Então, não há meios de definir ao certo quem foi esbofeteada, se a personagem Helena ou se a atriz Taís Araújo e tudo o que ela poderia representar…

Algo entre a raiva, o ressentimento, a revolta e a indignação deveria tomar conta dos telespectadores (as) se esse fosse um país onde existisse a possibilidade de se vivenciar uma verdadeira democracia racial, porém, como veiculadores do que Boris Fausto (2008) chama de “racismo ordinário”, não é de se assustar que nada fosse feito diante da brutalidade simbólica da cena exibida no folhetim. Ressalte-se ainda que além da subjugação “interpretada” por Taís Araújo, o gatilho de toda a sequência de maus acontecidos na vida da personagem é disparado com uma discussão onde sua enteada a acusa de ter conseguido ascensão na carreira de modelo pela decisão “mal tomada” de no passado ter realizado um aborto.

Não bastasse o reforço negativo a todas as mulheres negras telespectadoras da novela, a bofetada também vem no sentido de punir exemplarmente qualquer movimentação em torno da descriminalização do aborto. Helena é o bode expiatório de mulheres, homens e instituições que rogam o direito inalienável ao corpo e a possibilidade de decidir os rumos a serem dados a esse corpo. A bofetada de Tereza avança do rosto de Helena e se concretiza nas teias de um Estado não laico, eminentemente patriarcal, machista, moralista e sexista.

Do mesmo modo, o tapa de Tereza vai além do rosto de Helena e atinge todo um grupo social que, bem ou mal, se vê representado em Taís Araújo. Esta, ao protagonizar a trama de um referendado dramaturgo fez que um bom número de desavisados acreditasse que sua participação poderia ser o anúncio de novos caminhos para as representações sociais destinadas às mulheres negras brasileiras: o lugar do objeto, da serviliência, da falta de direitos, da invisibilidade… O lugar do não lugar. A bofetada em Helena é um sopapo na cara de Taís Araújo e de tantas mulheres e meninas negras que sabem exatamente qual é, nesse país, o peso cruel da condição de ser negra e de ser mulher.

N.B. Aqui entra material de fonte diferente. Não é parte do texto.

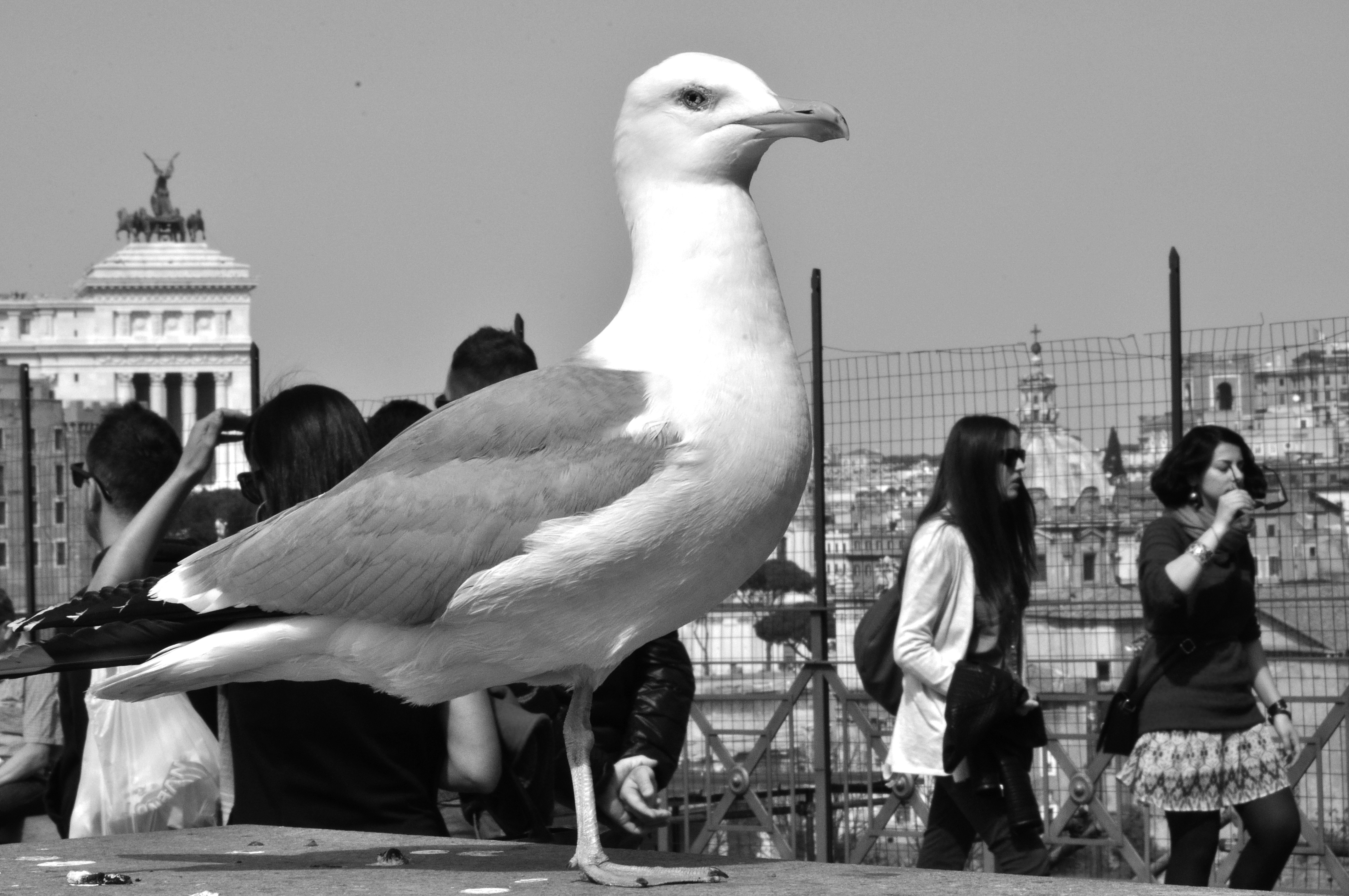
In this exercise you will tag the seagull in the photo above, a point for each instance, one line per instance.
(548, 525)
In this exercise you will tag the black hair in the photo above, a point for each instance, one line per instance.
(999, 532)
(1174, 479)
(133, 453)
(303, 443)
(392, 420)
(489, 357)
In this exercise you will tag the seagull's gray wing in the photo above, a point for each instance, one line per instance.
(456, 493)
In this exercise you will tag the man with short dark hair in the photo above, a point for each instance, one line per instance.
(488, 357)
(130, 455)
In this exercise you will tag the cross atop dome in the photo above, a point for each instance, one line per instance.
(1038, 405)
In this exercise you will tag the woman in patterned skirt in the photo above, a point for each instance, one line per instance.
(1205, 741)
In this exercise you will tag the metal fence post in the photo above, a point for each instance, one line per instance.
(254, 378)
(30, 500)
(819, 620)
(1177, 409)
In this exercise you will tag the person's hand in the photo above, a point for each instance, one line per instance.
(628, 798)
(202, 443)
(1231, 505)
(1031, 703)
(1287, 736)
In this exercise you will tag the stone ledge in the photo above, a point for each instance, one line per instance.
(253, 859)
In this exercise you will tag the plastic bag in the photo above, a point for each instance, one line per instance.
(148, 767)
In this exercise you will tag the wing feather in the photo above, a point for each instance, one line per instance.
(455, 494)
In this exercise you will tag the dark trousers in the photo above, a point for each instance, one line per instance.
(960, 814)
(20, 801)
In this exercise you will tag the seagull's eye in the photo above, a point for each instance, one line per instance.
(695, 98)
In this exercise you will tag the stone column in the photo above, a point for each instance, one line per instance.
(158, 397)
(126, 390)
(222, 388)
(188, 401)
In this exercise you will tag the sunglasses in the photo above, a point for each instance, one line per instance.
(80, 477)
(249, 488)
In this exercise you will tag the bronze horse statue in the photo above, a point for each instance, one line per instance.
(134, 225)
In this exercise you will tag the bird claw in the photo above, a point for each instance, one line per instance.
(614, 875)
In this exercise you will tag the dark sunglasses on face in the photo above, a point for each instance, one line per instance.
(80, 477)
(249, 488)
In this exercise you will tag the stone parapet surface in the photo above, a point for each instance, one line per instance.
(251, 859)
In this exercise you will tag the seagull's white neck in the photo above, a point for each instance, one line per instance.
(703, 292)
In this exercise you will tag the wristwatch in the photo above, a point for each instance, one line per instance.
(1200, 554)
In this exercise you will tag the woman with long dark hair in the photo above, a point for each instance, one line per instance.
(334, 753)
(1205, 741)
(966, 585)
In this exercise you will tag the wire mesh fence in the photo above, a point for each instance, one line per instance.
(1094, 416)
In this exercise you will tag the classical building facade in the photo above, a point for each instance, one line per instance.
(164, 323)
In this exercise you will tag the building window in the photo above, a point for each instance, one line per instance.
(1224, 396)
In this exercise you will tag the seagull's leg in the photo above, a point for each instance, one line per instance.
(590, 857)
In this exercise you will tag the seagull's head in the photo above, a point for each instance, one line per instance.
(702, 118)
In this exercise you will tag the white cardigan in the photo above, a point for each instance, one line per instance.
(937, 619)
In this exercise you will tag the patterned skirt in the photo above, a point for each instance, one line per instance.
(1205, 771)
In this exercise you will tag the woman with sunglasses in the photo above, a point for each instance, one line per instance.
(1205, 743)
(966, 585)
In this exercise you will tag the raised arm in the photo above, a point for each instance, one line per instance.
(1184, 571)
(129, 558)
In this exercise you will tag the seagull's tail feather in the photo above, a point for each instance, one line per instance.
(289, 648)
(123, 602)
(120, 625)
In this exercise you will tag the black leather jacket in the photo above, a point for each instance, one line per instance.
(640, 710)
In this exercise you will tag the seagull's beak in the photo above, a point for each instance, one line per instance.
(800, 118)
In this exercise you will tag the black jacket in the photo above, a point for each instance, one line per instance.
(984, 726)
(640, 710)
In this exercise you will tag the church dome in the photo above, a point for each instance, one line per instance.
(1055, 459)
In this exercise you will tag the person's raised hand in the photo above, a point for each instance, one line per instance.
(1231, 505)
(200, 449)
(628, 798)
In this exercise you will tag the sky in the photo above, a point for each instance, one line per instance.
(400, 175)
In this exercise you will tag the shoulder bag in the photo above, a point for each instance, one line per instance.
(1120, 728)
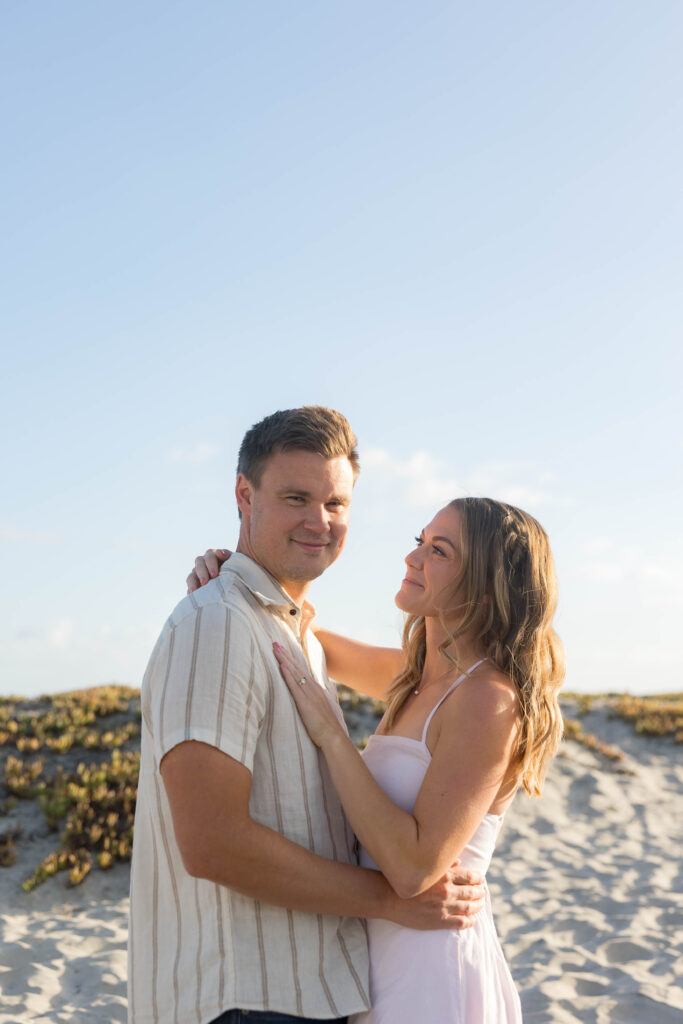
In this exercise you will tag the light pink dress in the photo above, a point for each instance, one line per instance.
(439, 977)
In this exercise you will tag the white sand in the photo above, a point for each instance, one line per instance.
(587, 888)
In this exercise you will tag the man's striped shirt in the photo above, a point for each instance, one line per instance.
(197, 948)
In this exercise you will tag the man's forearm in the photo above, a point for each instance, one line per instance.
(261, 863)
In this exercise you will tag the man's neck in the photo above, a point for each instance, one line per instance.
(296, 589)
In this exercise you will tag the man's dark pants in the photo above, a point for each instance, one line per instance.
(271, 1017)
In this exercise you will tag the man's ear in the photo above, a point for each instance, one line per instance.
(244, 494)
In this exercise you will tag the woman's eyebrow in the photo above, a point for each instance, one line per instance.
(444, 540)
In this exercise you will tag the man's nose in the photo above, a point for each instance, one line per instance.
(317, 519)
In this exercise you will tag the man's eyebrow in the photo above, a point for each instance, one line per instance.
(294, 491)
(298, 493)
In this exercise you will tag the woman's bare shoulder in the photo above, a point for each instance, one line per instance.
(489, 693)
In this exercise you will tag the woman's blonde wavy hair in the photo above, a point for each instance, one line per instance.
(507, 598)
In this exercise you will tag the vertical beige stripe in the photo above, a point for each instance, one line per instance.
(223, 678)
(349, 963)
(193, 673)
(162, 708)
(295, 963)
(155, 923)
(176, 899)
(250, 699)
(261, 949)
(296, 726)
(321, 967)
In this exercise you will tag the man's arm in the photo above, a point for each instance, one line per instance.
(208, 794)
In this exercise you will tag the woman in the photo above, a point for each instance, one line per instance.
(472, 713)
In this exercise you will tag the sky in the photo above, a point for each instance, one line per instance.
(460, 224)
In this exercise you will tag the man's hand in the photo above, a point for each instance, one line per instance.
(453, 902)
(207, 567)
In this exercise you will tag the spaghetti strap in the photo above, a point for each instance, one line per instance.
(447, 693)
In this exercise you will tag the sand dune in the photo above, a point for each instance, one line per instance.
(587, 889)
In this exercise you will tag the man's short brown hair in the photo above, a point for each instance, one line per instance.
(311, 428)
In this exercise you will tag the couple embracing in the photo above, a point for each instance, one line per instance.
(249, 902)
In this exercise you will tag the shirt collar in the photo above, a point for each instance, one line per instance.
(264, 587)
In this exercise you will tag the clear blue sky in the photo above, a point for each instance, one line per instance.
(458, 223)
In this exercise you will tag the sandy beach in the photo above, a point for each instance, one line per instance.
(587, 888)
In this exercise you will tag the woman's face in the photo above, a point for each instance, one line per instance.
(432, 567)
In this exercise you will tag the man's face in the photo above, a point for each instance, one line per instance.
(295, 522)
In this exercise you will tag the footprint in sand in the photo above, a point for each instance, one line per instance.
(622, 951)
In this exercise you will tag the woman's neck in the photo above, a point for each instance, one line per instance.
(437, 666)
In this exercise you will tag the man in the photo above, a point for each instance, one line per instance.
(245, 896)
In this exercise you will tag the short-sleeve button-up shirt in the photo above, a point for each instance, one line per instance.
(197, 948)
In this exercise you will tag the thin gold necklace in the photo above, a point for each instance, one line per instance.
(476, 665)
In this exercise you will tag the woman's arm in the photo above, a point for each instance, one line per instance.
(360, 666)
(471, 757)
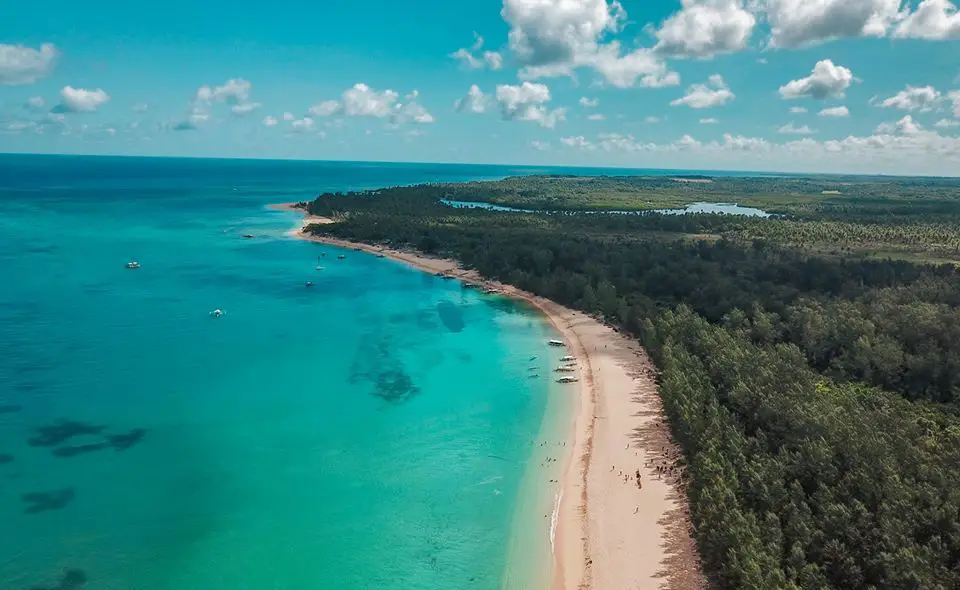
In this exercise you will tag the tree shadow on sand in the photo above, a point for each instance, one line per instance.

Geysa Arruda, aluna da Unibam, e Taís Araújo, primeira protagonista negra do horário nobre, são as “anti heroínas” desse mês de Zumbi. Em situações diferentes, porém similares, protagonizaram em contextos diversos, e ganhando a cena nacional, episódios da flagrante condição machista e racista da sociedade brasileira. Seja pelo jaleco branco cobrindo o corpo de Geysa da fúria machista, seja pela bofetada repousada na cara preta de Taís Araújo, mais uma vez a sociedade brasileira tem provas contumazes do quanto ainda é preciso caminhar em direção a uma sociedade verdadeiramente inclusiva e democrática. Por enquanto, as mulheres brasileiras continuam sendo as que precisam se explicar quando mostram minimamente gerência sobre seus corpos, e se negras, a explicação, por vezes, precisa ser feita de joelhos. E quando uma mulher está ajoelhada na posição da subalternidade, quando apenas uma mulher está proibida de decidir sobre seu corpo, todas, sem exceção, estão sendo covardemente esbofeteadas.

Bibliografia

Calligaris, Contardo. A turba da Uniban. Disponível em http://64.233.163.132/search?q=cache:tREO-xH4vOwJ:contardocalligaris.blogspot.com/2009/11/turba-da-uniban.html+calligari+caso+uniban&cd=2&hl=pt-BR&ct=clnk&gl=br. Consultado em 27/11/2009.
D’INCAO, Maria Ângela. Mulher e família burguesa. In: DEL PRIORE, Mary (org). História das mulheres no Brasil. São Paulo: Contexto, 2007, p.223-240.

SANTOS, Milton & SILVEIRA, Maria Laura. O Brasil: território e sociedade no início do século XXI. Rio de Janeiro: Record, 2003.